Doğum gününe ve baloya katılmak niçin bu kadar önemli peki? Çok önemli, çünkü oraya katılırsa onlardan biri olacak, bir nevi üst tabakaya kabul beratı alacak Bay Golyadkin.

“Ben” ve “Öteki-Ben” Kavgası

Tabii, olan oluyor ve balonun düzenlendiği eve gelen kahramanımız içeri alınmıyor. Evin uşaklarını katakulliye getirip gizlice içeri giriyor Bay Golyadkin ama evde rezillik çıkarıyor ve yaka paça dışarı atılıyor. Emekleri ziyan olan, hazırlıkları boşa çıkan ve umutları yıkılan kahramanımız Petersburg’un karanlık, soğuk sokaklarında düşe kalka koşmaya başlıyor. Derken karşısına kendisine benzeyen bir gece arkadaşı çıkar: Öteki, Bay Golyadkin’in Ötekisi. “Gece arkadaşı kendisinden başkası değildi. Yani Bay Golyadkin’in kendisi, bir başka Bay Golyadkin… Her şeyiyle kendisinin bir eşi, kısacası, her bakımdan “öteki” dedikleri çeşidinden.” (s. 63)
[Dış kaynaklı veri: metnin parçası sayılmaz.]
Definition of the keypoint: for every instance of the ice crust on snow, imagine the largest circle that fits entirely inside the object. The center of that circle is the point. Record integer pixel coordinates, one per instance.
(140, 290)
Kimdir bu Öteki Golyadkin? Bay Golyadkin’in içsesi mi? Bir düş yahut sanrısal bir imge mi? Simgesel bir toplumsal kimlik mi yoksa maddi, gerçek bir kimlik mi? Bu konuda Dostoyevski okuyucuyu çok zorlar; çünkü Öteki Golyadkin’i sadece Bay Golyadkin değil çevresindeki herkes görebiliyor. Mahsus bir belirsizlik bırakır yazar. Ama önemli olan Öteki-ben’in psişik yahut maddi olması değildir; asıl önemli olan Öteki Golyadkin’in yani Öteki-ben’in işlevidir. Bay Golyadkin’in toplumsal varoluşu hedeftedir ve Öteki Golyadkin’in işlevi bu varoluşu daha bir tehlikeye atmaktır.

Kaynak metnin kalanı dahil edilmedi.